El lema geológico internacional es Mente et malleo (Con la mente y con el martillo). ¿Combinación antojadiza o real? Por tradición, el geólogo ha cargado su piqueta o martillo, quebrando piedras en el camino, para desentrañar los secretos del otrora incógnito planeta Tierra, conocido hoy gracias al geólogo. Mezcla de sudor e intelecto, un par de siglos han pasado desde los inicios de esta ciencia, y no han sido en vano.
La comunidad geológica costarricense se compone de poco más de dos centenas de individuos –¡Un geólogo por cada 20.000 costarricenses!– dedicados a una amplia gama de tareas científicas, académicas y aplicadas.
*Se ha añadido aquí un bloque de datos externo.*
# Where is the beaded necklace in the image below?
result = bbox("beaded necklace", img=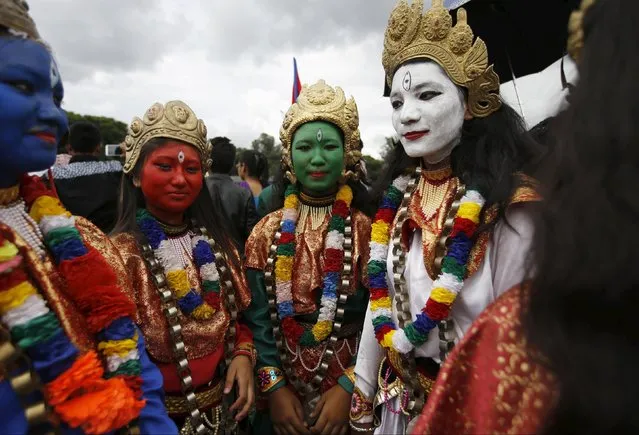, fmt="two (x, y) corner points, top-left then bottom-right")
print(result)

Hace 30 años se creó el Colegio de Geólogos, como corolario de la Asociación de Geólogos de Costa Rica y previa creación de la Escuela Centroamericana de Geología, en 1970. Fue el 2 de julio de 1973 cuando se sancionó la ley creadora del Colegio y, en 1993, esta fecha se instituyó como el Día del Geólogo.
Cumbres científicas. Nada terráqueo es ajeno al geólogo. Desde prospector de materiales pétreos para construcción hasta las cumbres científicas de la Geología Planetaria.
Nubes oscurecen el panorama de la supervivencia humana con decoro en la Tierra. ¿Podremos sobrevivir? O, mejor, ¿sabremos mejorar el mundo? Soñarlo no cuesta, realizarlo sí. Un mandato moral obliga al geólogo a ser parte indisoluta de la búsqueda de soluciones y no solo de sueños.
Ojo tutelar. En Costa Rica, el manejo del vital recurso hídrico, de la materia prima de construcción, del uso racional de la energía, del estudio de las amenazas geológicas, de los cimientos para grandes obras civiles, de los recursos metálicos del subsuelo, entre muchas otras cosas, están bajo el ojo tutelar del geólogo.
Como parte de los grupos pluridisciplinarios e interdisciplinarios o como cabeza de ellos, el geólogo participa en la búsqueda de la verdad del planeta y su aplicación para el bienestar del hombre. Nullius in verba, abreviación de una sabia frase de Horacio, es lema de la Real Sociedad de Londres e invita a la duda constante del científico para luego encaminarse a buscar la verdad; la expresión parece adecuada para justificar la investigación científica y válida para la Costa Rica del futuro, donde el geólogo está llamado a ser piedra angular.